Hidup dengan orang baru untuk kurun waktu yang tak sebentar membutuhkan
persiapan yang cukup matang dari segi materi maupun mental yang pernah kutulis
di diary So, Kapan Sebaiknya Kamu Menikah?. Saling menyayangi, mencintai, menghargai, memahami, menyemangati,
serta menerima kekurangan masing-masing merupakan hal penting yang harus selalu
dihadirkan dalam menjalani kehidupan pernikahan agar tercipta keluarga yang
sakinah, mawadah, warrahmah. Dan lagi sangsi akan diri sendiri, mampukah aku
menjalaninya? Bisakah aku menjadi seorang istri yang baik dan taat pada suami? mampukah
aku mendidik putra-putri yang soleh dan soleha?.
Menikah
itu fase dimana seseorang diuji oleh Alloh Swt. dengan diberikannya amanah
berupa pasangan, keturunan, keluarga baru yang semuanya harus dijaga sebaik
mungkin karena kelak akan dimintai pertanggung jawaban, serta tak lupa pula
akan ada hal-hal baru seperti masalah-masalah sebagai bumbu-bumbu tambahan
dalam kehidupan pernikahan yang tiada lain merupakan bentuk ujian yang harus
siap dihadapi.
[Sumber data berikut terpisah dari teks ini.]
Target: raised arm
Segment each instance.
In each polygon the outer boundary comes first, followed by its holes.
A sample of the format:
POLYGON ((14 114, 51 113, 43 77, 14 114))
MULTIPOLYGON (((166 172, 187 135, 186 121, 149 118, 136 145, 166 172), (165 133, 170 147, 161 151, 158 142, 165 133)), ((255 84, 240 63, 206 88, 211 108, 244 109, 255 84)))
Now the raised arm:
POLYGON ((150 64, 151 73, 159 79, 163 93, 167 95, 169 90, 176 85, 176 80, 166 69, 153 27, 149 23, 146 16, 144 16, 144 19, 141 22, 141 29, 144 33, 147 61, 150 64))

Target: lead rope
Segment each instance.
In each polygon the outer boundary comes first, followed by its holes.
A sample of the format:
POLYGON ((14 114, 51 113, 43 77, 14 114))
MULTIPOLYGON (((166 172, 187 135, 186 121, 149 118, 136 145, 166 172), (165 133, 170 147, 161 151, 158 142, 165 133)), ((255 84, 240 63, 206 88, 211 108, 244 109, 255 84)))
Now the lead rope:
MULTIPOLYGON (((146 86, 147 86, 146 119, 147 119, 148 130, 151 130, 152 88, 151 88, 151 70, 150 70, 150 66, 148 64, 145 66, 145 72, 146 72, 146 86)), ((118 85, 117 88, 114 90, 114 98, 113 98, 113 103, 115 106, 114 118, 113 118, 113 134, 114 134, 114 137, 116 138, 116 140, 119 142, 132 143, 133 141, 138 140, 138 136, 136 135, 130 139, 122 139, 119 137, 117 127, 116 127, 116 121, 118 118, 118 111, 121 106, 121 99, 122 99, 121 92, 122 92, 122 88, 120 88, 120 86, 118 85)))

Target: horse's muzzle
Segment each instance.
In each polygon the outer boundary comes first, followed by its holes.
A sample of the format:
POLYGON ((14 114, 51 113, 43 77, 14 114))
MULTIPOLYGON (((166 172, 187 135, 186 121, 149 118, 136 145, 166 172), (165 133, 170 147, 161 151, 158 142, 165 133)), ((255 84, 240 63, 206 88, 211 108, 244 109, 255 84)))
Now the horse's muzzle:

So, menikah itu bukan
hanya sekedar pesta meriah, menikah itu bukan hanya karena baper melihat
teman-teman lain sudah menikah, menikah juga bukan karena diburu usia atau
dipaksa orang tua, atau mungkin karena digunjing tetangga sering kepergok
pacaran berdua-duaan (hehehe). Memang betul, niat yang benar dari menikah itu
adalah untuk ibadah, menyempurnakan separuh agama. Mungkin hal tersebut bisa
dijadikan sebagai bahan renungan untuk kita supaya memperbaiki niat kita saat
memutuskan untuk menikah. Lantas bagaimana dengan keraguan dan kekhawatiran
yang masih berlalu-lalang dengan tanpa dosanya.
Keraguan
dan kekhawatiran yang terjadi memicu timbulnya ketidaksiapan dalam diri karena
hati diliputi rasa takut menghadapi kenyataan-kenyataan yang mungkin akan
terjadi. Lalu kapan seseorang dikatakan siap untuk menikah? Entahlah, kurasa
hanya Alloh Swt. yang berhak menentukan seseorang sudah siap untuk menikah
dengan mempertemukan dua orang hamba laki-laki dan perempuan yang kemudian
Alloh Swt. permudah jalan mereka untuk bersama. Jika Alloh Swt. sudah
menghendaki, tugas seorang hamba hanyalah cukup mengikuti skenarioNya tanpa
merasa ragu dan takut seperti yang terdapat dalam firmanNya, QS. Al-baqarah
ayat 286 :
“Alloh tidak membebani seseorang melainkan sesuai dengan kesanggupannya.”
Ayat
tersebut merupakan salah satu bukti bahwa Alloh Swt. ingin hambaNya yakin dan
mengikuti skenarioNya. Segala sesuatu yang terjadi di dunia ini adalah atas
kehendakNya. Pasangan, keturunan, serta rezeki lainnya akan Alloh Swt. berikan
kepada hambaNya yang siap menerimanya. Pun denganku yang berusaha menepis
keraguan dalam hati dengan keyakinan bahwa semua yang terjadi padaku saat ini
termasuk momen bertemunya dua keluarga yang berbeda pada 25 Mei 2020 merupakan
salah satu dari skenarioNya yang berarti aku bisa menjalani semuanya, insyaalloh.
Tugas
seorang hamba hanyalah tetap berhusnudzan pada Alloh Swt., lalu berusahalah
mengabaikan komentar-komentar orang lain yang bisa mengganggu hati, juga untuk
para komentator diimbau untuk tidak melontarkan pertanyaan-pertanyaan yang
berpotensi menyinggung, seperti “kapan mau nikah?” atau “udah hamil belum?”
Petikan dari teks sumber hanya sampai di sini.